Questions: Populations, Sampling Methods, and Representativeness
5 questions to test your understanding
Score: 0 / 5
Question 1 Multiple Choice
The 1936 Literary Digest poll surveyed 10 million people but predicted the wrong presidential winner by a wide margin. What was the primary cause of this failure?
AThe sample was too small to detect the true preferences of the electorate
BThe sampling frame (telephone and car registration lists) systematically oversampled wealthier, Republican-leaning voters
CThe poll was conducted too far in advance of the election
DThe questions used were ambiguously worded, confusing respondents
The Literary Digest failure is a textbook case of sampling bias, not sample size. With 10 million respondents, size was not the problem. The sampling frame — people with telephones and cars in 1936 — systematically excluded lower-income voters who favored Roosevelt. The bias in *who* was selected overwhelmed the precision gained from large numbers. This illustrates the core principle: representativeness is about selection method, not volume.
Question 2 Multiple Choice
A researcher wants to estimate the average anxiety level of adults in a large city. Which approach provides the strongest statistical basis for inference to the full population?
ASurvey 5,000 volunteers who respond to a public Facebook post
BSurvey every patient at the city's three largest mental health clinics
CDraw a simple random sample of 800 adults from city registration records
DSurvey 10,000 university students at local campuses
Simple random sampling from a complete sampling frame gives every adult a known, equal probability of inclusion — the condition required for standard inferential statistics to be valid. Options A and D are convenience samples with systematic biases (social media users, students). Option B oversamples people already seeking mental health treatment, severely biasing the estimate upward. A smaller random sample (800) outperforms a larger biased sample (5,000 or 10,000) for accurate population inference.
Question 3 True / False
A convenience sample of 10,000 participants is necessarily more representative of the population than a random sample of 1,000 participants.
TTrue
FFalse
Answer: False
Representativeness depends on *how* participants are selected, not *how many* are selected. A large convenience sample can be systematically biased — overrepresenting certain demographic groups — in ways that a smaller random sample avoids. The Literary Digest poll exemplifies this: 10 million biased respondents produced a worse estimate than a well-designed smaller random sample. Sample size increases precision (reduces sampling error) only if the sample is unbiased in the first place.
Question 4 True / False
Non-probability sampling methods (e.g., convenience samples, purposive samples) can be appropriate and valid for some research purposes.
TTrue
FFalse
Answer: True
Non-probability samples are not inherently invalid — they are inappropriate for making precise population-level statistical inferences, but they serve many legitimate research purposes. Exploratory research, hypothesis generation, studies of rare or hard-to-reach populations, qualitative research, and initial pilot testing often rely on purposive or convenience sampling. The key is honesty: results should be explicitly bounded to the sample or similar populations, rather than overgeneralized to groups not represented in the sample.
Question 5 Short Answer
Why can a well-drawn random sample of 1,000 people produce more accurate population estimates than a convenience sample of 100,000 people?

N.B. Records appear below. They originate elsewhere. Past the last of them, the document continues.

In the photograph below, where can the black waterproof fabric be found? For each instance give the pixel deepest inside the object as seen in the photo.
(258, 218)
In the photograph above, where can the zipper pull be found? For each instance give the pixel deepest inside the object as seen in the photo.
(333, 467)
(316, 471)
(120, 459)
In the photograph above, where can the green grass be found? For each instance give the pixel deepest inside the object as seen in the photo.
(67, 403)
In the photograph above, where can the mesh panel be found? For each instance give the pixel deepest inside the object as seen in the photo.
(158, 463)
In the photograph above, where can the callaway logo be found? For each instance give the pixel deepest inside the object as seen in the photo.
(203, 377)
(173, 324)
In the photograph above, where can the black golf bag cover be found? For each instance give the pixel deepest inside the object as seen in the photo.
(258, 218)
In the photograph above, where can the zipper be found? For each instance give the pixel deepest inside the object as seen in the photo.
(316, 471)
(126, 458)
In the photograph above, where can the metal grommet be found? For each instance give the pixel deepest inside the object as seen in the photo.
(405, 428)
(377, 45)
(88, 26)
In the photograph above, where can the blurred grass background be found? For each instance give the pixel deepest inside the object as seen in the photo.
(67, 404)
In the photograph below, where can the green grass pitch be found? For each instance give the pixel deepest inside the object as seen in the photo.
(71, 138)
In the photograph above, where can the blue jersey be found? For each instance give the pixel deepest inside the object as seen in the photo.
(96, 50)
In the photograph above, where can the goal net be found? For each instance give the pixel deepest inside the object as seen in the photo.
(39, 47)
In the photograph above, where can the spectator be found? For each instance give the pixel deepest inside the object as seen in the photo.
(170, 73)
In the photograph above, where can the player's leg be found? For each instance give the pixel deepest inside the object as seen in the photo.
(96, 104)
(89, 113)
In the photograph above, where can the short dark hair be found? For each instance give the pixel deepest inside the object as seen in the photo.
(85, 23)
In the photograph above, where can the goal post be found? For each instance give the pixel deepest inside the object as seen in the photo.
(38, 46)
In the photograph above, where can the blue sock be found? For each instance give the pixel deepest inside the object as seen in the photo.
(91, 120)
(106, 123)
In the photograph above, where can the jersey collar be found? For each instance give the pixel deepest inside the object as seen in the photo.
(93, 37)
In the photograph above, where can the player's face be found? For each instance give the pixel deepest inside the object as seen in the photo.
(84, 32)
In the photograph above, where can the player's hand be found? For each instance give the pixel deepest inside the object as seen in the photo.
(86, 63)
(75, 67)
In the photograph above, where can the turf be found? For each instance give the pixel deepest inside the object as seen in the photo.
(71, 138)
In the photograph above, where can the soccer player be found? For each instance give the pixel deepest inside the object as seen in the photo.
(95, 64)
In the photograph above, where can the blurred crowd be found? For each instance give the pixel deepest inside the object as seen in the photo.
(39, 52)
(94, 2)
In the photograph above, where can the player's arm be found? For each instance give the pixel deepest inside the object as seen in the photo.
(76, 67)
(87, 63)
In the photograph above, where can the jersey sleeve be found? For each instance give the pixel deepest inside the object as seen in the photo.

Think about your answer, then reveal below.
Model answer: A random sample gives every member of the population a known, equal chance of selection, so the resulting sample's statistics are unbiased estimates of population parameters. A convenience sample systematically over- or under-represents certain groups, introducing bias that does not shrink as sample size grows — more observations from a biased process just give a more precise estimate of the wrong thing.
Statistical inference theory assumes random selection: confidence intervals, significance tests, and sampling distributions are derived under the assumption that each observation is drawn randomly from the population. A convenience sample violates this assumption, so the inferential machinery doesn't apply. Large biased samples are like measuring with a miscalibrated ruler many times — you get more precise measurements, but they're all wrong in the same systematic direction. Randomization ensures the errors are unsystematic and average out.